Make the bed, every morning
Bed made within ten minutes of leaving it. Sheets straight, duvet pulled up. The smallest available daily order.

Run a 30-day cycle with make the bed, every morning.
The Cycle Planner walks you through six steps and gives you a clean plan to start from. We'll prefill the habit, the suggested length, and a starter exit condition.
Plan a cycle with this habit
The most-cited tiny habit in modern productivity literature, for reasonable cause. Making the bed each morning is two minutes of work that produces a kept-in-shape bedroom across the day and an early small win that the rest of the morning runs on top of. It’s not a life-transforming habit; it’s a reliable starting one.
What it looks like
Within ten minutes of leaving the bed, make it. Pillows in place, sheets straight, duvet pulled up. The standard isn’t hotel-grade; it’s “if a friend popped in, the room would look kept.” Two minutes, every morning.
The trigger is the leaving. Don’t sit down with coffee until the bed is made. The order matters: bed first, kettle second.
Why it works
Two effects. The first is on the bedroom.
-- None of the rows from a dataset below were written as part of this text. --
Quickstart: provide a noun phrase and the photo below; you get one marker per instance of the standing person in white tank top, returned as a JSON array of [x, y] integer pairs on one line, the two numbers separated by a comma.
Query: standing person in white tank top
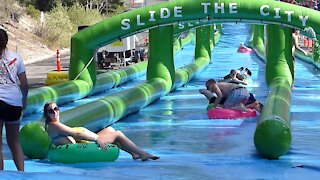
[[13, 99]]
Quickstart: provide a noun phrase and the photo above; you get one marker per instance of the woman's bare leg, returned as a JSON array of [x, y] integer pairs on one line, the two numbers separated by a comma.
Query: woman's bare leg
[[110, 135], [12, 133], [1, 156]]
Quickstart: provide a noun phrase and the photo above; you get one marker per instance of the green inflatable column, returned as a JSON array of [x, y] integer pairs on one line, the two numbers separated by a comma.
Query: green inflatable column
[[272, 137], [211, 35], [258, 40], [160, 63], [278, 53], [202, 48]]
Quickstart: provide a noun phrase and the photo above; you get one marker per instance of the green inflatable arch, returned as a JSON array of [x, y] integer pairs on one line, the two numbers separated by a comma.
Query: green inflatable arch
[[266, 12]]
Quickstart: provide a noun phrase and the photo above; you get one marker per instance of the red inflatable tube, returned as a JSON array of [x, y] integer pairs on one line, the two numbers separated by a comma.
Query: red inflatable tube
[[244, 50], [221, 113]]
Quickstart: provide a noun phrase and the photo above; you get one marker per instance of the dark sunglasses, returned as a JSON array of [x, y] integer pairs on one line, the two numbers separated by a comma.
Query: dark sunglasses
[[51, 111]]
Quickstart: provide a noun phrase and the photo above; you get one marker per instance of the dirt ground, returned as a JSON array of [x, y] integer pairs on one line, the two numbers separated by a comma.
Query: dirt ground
[[23, 41]]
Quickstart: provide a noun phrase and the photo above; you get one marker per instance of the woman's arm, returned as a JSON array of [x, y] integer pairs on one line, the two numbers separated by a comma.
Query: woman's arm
[[68, 131], [24, 86]]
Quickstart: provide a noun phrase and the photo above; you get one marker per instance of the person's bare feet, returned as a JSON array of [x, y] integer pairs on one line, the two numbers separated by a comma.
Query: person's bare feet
[[135, 156], [148, 156]]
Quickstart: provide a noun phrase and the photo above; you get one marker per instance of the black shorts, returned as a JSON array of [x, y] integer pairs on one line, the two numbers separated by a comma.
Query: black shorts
[[9, 113]]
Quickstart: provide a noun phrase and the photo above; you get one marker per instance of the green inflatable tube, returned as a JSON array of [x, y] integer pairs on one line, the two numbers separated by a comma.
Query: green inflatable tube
[[83, 153], [74, 90], [272, 136]]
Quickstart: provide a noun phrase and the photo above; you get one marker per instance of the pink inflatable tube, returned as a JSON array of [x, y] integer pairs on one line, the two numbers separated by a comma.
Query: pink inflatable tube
[[221, 113], [244, 50]]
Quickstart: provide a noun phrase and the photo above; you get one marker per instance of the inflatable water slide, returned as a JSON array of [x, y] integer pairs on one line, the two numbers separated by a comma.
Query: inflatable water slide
[[272, 136]]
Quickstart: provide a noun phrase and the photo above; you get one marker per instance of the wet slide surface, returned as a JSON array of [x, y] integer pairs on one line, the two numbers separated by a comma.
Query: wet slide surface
[[191, 146]]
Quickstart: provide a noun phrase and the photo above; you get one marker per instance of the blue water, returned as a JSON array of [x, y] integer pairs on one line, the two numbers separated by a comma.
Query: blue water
[[191, 146]]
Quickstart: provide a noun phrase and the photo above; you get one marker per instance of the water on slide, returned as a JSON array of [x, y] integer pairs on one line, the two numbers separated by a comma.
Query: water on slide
[[190, 145]]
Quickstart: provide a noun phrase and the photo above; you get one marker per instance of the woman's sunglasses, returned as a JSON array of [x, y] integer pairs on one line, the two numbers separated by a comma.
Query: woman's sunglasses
[[51, 111]]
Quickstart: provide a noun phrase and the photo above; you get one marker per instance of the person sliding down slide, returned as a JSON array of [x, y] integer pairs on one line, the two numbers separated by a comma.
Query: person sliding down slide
[[244, 49]]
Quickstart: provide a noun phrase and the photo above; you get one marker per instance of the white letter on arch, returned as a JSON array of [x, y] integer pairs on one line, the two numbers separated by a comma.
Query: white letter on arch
[[205, 7], [233, 8], [162, 13], [125, 24], [177, 11], [262, 10]]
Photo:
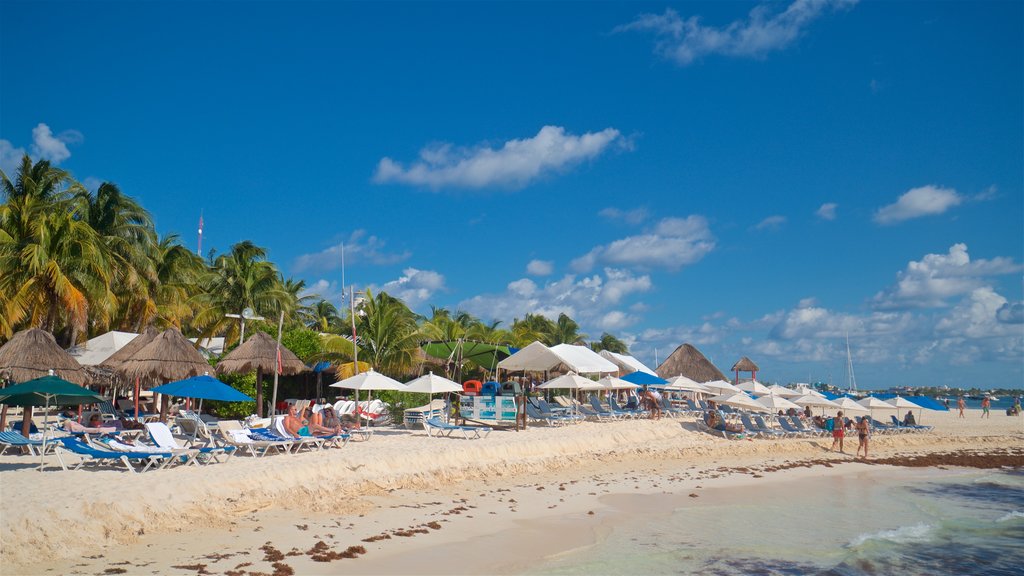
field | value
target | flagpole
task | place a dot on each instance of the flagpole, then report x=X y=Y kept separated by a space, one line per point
x=273 y=397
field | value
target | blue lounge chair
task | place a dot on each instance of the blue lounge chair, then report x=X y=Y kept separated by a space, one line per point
x=547 y=417
x=620 y=410
x=759 y=421
x=595 y=404
x=436 y=427
x=89 y=454
x=13 y=439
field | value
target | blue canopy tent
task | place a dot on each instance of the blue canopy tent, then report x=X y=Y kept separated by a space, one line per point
x=645 y=379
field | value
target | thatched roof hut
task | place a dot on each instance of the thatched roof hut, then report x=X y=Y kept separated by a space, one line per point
x=687 y=361
x=260 y=352
x=129 y=350
x=744 y=365
x=168 y=358
x=32 y=354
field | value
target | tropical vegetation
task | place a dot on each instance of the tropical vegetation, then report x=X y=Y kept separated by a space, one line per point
x=80 y=262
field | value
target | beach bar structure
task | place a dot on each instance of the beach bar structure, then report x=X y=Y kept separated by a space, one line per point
x=745 y=365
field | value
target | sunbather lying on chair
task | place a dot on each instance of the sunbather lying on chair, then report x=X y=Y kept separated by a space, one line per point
x=316 y=423
x=93 y=427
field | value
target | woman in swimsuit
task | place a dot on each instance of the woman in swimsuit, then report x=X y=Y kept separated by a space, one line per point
x=838 y=432
x=863 y=430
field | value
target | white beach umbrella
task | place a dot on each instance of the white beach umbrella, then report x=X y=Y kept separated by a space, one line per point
x=612 y=383
x=850 y=406
x=721 y=386
x=432 y=383
x=783 y=392
x=754 y=386
x=571 y=381
x=815 y=401
x=738 y=400
x=775 y=403
x=683 y=383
A bed left rumpled produces a room that quietly degrades across the day; a made bed holds the room’s shape. By month one, walking into a kept bedroom in the afternoon will feel different from walking into a rumpled one.
The second is on the rest of the morning. Starting the day with a small completion, a thing finished cleanly within the first ten minutes, sets the tone. Most people who install this habit report the morning generally feeling more organised, not just the bedroom.
Common pitfalls
The first pitfall is over-engineering. Decorative pillow stacks and corner-folded sheets make the habit fragile. Aim for tidy, not photographable.
The second is letting “I’ll do it later” creep in. Later doesn’t happen. The trigger has to be leaving the bed, every morning, not optional.
The third is partner mismatch. If you share a bed, agree on the standard. One person making it half-heartedly while the other expects hotel corners produces resentment, not order.
A 30-day cycle suggestion
Thirty days, daily. Success criteria: 28 of 30 mornings, bed made within the first ten minutes.
Exit condition: when the habit installs without remembering. The bed gets made before you’ve decided to make it.